This Python package implements a spatial stochastic SEIR model for COVID-19 in the UK,
using Local Authority District level positive test data, population data, and mobility
information. Details of the model implementation may be found in doc/lancs_space_model_concept.pdf
.
This repository contains code that produces Monte Carlo samples of the Bayesian posterior distribution given the model and case timeseries data from coronavirus.data.gov.uk, implementing an ETL step, the model itself, and associated inference and prediction steps.
Users requiring an end-to-end pipeline implementation should refer to the covid-pipeline repository.
Data contained in the data
directory is all publicly available from UK government agencies or previous studies.
No personally identifiable information is stored.
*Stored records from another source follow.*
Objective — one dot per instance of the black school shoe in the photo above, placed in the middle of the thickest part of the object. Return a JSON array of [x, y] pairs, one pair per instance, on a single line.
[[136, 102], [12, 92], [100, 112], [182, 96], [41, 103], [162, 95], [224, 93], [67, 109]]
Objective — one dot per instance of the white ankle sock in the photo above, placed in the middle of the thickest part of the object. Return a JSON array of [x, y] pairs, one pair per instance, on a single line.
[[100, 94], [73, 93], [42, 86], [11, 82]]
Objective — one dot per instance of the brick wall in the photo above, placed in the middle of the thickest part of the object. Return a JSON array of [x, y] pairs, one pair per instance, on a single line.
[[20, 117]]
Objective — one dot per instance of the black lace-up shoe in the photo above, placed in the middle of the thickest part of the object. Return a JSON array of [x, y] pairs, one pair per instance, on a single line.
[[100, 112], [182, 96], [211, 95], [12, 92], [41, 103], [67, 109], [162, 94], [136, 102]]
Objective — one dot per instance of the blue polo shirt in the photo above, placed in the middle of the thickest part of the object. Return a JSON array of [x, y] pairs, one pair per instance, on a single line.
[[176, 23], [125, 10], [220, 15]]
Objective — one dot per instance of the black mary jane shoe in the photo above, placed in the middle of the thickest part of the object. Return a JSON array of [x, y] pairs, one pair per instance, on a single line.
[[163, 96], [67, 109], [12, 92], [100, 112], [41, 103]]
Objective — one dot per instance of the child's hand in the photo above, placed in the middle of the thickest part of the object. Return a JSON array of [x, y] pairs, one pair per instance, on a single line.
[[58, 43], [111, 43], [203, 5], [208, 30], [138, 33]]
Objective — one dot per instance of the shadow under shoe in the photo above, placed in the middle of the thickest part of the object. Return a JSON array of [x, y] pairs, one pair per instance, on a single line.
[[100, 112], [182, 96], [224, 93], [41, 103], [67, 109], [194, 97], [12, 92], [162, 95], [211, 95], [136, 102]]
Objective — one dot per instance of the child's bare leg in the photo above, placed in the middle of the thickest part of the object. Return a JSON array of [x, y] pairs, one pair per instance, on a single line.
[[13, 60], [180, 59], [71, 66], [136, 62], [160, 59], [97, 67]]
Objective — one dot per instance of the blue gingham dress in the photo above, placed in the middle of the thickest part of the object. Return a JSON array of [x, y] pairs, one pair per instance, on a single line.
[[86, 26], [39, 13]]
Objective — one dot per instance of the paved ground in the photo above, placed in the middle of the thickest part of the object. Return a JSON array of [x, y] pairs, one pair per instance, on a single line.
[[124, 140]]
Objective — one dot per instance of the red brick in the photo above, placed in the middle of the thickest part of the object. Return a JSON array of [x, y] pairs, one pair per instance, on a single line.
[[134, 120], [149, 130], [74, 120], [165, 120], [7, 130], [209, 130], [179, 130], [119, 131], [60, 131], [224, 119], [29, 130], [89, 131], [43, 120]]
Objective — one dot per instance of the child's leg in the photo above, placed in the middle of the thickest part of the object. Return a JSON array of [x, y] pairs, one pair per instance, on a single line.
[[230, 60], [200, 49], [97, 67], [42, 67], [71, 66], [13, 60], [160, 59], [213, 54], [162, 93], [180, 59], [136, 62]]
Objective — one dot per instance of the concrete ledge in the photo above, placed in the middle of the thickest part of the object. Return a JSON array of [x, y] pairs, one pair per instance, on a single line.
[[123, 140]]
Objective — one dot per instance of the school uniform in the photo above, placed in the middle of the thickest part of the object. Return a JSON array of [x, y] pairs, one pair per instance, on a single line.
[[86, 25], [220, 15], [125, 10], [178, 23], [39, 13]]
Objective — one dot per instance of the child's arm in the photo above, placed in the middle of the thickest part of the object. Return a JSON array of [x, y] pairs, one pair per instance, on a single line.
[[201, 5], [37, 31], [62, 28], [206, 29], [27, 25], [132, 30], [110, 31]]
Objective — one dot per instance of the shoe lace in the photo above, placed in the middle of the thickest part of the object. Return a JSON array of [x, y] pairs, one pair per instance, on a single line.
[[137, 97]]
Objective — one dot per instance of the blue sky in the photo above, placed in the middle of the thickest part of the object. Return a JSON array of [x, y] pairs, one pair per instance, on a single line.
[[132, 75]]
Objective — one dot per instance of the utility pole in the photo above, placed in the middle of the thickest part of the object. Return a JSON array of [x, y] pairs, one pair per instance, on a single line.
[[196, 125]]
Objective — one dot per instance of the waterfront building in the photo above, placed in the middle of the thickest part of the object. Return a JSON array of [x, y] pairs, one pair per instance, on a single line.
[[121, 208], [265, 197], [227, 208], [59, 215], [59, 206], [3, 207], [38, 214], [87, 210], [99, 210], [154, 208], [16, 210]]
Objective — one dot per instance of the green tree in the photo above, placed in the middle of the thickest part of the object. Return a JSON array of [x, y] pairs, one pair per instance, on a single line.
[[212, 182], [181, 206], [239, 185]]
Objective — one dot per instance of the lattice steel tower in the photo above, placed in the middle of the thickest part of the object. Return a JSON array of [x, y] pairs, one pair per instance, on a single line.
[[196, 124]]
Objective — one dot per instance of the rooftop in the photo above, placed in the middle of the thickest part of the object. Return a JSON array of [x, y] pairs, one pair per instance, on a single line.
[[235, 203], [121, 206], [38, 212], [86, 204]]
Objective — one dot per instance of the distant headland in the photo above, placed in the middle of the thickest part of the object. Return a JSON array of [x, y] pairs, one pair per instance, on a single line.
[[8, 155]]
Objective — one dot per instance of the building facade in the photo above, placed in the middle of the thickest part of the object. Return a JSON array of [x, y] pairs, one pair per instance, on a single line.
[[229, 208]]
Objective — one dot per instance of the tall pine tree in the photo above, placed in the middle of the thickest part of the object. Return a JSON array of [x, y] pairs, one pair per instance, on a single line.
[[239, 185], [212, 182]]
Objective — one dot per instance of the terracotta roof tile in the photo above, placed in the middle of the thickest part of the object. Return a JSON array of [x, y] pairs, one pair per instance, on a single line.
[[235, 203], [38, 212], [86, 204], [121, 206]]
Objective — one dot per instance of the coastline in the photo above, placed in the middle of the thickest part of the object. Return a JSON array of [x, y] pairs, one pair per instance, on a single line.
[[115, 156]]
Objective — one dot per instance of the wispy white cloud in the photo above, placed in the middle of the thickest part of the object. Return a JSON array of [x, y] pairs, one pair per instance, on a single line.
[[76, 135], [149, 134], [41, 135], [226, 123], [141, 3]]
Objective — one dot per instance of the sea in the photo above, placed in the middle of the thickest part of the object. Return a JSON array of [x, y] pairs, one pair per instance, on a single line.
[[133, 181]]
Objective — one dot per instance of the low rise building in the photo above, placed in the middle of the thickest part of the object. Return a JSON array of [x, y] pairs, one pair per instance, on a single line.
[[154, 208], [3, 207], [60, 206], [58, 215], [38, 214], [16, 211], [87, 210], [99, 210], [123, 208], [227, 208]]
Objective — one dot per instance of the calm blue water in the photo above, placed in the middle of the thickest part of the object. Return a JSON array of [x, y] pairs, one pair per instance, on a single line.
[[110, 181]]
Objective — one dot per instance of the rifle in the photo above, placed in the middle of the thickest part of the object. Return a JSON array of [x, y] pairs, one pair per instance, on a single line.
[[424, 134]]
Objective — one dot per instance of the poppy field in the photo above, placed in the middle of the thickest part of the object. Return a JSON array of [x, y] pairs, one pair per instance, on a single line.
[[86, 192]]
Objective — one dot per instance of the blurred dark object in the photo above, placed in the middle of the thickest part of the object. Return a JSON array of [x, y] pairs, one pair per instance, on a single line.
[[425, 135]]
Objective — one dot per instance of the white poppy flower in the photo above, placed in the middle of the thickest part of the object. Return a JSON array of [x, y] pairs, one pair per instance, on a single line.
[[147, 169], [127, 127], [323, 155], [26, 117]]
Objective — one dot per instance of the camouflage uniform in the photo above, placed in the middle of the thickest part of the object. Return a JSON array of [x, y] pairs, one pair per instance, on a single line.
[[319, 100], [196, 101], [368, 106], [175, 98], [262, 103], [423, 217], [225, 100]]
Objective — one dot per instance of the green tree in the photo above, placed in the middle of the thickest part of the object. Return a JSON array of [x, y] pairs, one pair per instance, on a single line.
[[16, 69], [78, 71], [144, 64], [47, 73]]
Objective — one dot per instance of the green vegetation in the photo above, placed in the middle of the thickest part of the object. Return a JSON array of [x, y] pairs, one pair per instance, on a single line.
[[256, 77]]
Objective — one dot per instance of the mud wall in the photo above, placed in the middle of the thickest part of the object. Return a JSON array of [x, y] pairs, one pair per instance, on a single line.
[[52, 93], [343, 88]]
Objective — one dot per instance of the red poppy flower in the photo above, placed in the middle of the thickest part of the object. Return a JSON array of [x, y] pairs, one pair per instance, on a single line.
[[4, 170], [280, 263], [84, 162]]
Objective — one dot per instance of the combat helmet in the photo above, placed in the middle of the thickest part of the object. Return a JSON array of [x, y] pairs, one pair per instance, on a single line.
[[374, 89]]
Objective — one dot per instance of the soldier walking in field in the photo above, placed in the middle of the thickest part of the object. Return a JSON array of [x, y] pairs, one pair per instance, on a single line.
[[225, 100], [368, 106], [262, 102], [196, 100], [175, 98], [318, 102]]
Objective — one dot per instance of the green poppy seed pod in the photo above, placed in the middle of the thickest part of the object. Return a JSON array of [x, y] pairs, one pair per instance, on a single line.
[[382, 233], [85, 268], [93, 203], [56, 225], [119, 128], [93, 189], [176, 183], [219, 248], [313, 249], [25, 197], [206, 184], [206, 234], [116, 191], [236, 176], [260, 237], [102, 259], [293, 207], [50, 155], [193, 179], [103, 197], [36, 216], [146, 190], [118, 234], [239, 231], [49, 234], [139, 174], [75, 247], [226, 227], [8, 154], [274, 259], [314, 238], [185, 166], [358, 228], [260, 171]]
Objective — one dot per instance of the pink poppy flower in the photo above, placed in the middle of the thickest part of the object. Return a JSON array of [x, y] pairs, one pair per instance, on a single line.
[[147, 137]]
ONS: Office for National Statistics
PHE: Public Health England
UTLA: Upper Tier Local Authority
LAD: Local Authority District
data/c2019modagepop.csv
a file containing local authority population data in the UK, taken from ONS prediction for December 2019. Local authorities [City of Westminster, City of London] and [Cornwall, Isles of Scilly] have been aggregated to meet commute data processing requirements.data/mergedflows.csv
inter local authority mobility matrix taken from UK Census 2011 commuting data and aggregated up from Middle Super Output Area level (respecting aggregated LADs as above).data/UK2019mod_pop.gpkg
a geopackage containing UK Local Authority Districts (2019) polygons together with population and areal metrics.